Bei der nächsten Entführung ist sie dabei und entdeckt, dass sie es mit Untoten zu tun hat. Die Spur führt zu Carlo Tribolo, einen mächtigen Mann, der dem Rat der Zehn angehört. Anscheinend lässt er die Kurtisane verschwinden. Coco bastelt sich ein paar magische Waffen, darunter auch Gift sowie magisches Pulver, das explodieren kann.

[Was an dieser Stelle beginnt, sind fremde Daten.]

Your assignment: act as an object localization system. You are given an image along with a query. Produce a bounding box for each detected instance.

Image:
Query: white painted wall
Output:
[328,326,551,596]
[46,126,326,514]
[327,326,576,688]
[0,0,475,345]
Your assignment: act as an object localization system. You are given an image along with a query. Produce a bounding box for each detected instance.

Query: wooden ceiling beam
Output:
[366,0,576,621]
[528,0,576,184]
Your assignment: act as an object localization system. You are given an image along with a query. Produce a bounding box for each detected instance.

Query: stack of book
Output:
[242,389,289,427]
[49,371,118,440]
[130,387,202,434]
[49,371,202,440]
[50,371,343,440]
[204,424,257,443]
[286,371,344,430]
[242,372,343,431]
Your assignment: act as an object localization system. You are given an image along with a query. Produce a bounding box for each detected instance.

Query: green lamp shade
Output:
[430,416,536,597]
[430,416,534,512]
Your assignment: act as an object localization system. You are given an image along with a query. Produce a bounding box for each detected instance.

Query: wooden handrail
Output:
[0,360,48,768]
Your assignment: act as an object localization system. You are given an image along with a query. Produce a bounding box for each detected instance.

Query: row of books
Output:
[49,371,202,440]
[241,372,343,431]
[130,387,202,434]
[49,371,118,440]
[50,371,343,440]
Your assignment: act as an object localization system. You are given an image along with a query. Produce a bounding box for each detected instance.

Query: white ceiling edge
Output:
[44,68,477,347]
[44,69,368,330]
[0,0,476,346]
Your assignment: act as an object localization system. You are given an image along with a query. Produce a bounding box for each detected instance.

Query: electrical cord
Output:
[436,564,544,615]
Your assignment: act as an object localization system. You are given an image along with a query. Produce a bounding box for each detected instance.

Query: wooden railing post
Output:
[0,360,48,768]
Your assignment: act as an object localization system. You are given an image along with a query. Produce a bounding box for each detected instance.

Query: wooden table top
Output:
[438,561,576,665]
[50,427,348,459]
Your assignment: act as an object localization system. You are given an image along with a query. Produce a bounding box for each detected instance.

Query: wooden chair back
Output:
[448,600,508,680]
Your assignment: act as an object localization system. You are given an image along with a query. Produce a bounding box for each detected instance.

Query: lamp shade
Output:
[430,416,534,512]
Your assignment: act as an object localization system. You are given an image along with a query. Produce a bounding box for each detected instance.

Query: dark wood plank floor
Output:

In Tribolos Palast stößt sie auf seine Frau, die wahnsinnig schöne Xenia – die auf dem Titelbild dargestellt sein soll –, die sich als Schlangendämon entpuppt. Von denen keiner weiß, wo sie eigentlich herkommen. Xenia erweist sich als unverletzbar, aber am Ende kann Coco sie mit ihrem magischen Sprengstoff in die Luft jagen. Von ihrem geschockten Mann erfährt sie, dass Xenia die Kurtisanen an die Türken weiterreicht hat, mit denen sie in engem Kontakt stand.
Mit diesen Informationen verschafft sich Coco von einem ihrer neuen Freunde ein Schiff, um die Übergabe der Kurtisanen zu verhindern und doch noch an den Ring zu kommen, bevor Elenora in irgendeinem Harem verschwindet. Nach einer kurzen Seeschlacht rettet Coco die Frauen. Das macht sie in Venedig zur Heldin. Sie wäre gerne länger geblieben, muss aber mit dem Ring, dessen Fähigkeiten sie noch nicht kennt, zurück in die Gegenwart.
Nun fällt ihr wieder das bevorstehende Duell mit dem Vampir ein. Ihr wird klar, dass Pietro Salvatori irgendeine fiese Falle vorbereitet, und reist eine Woche in die Zukunft. Dort suchte sie erst einmal Hilfe bei ihrer Familie. Schnell bemerkt sie, dass sie von einem starken Zauber attackiert wird. Sie hat Schmerzen. Ihre Familie bringt sie im magisch abgeschirmten Castello della Malizia unter, wo sie erst einmal in Sicherheit ist. Fortsetzung folgt.
Und wieder reist Coco in die Vergangenheit, um Merlins Schnitzeljagd weiter fortzuführen. Diesmal geht es um einen geheimnisvollen Ring, den die Welt seit Jahrhunderten auf dem Bild von Tizian bewundern darf.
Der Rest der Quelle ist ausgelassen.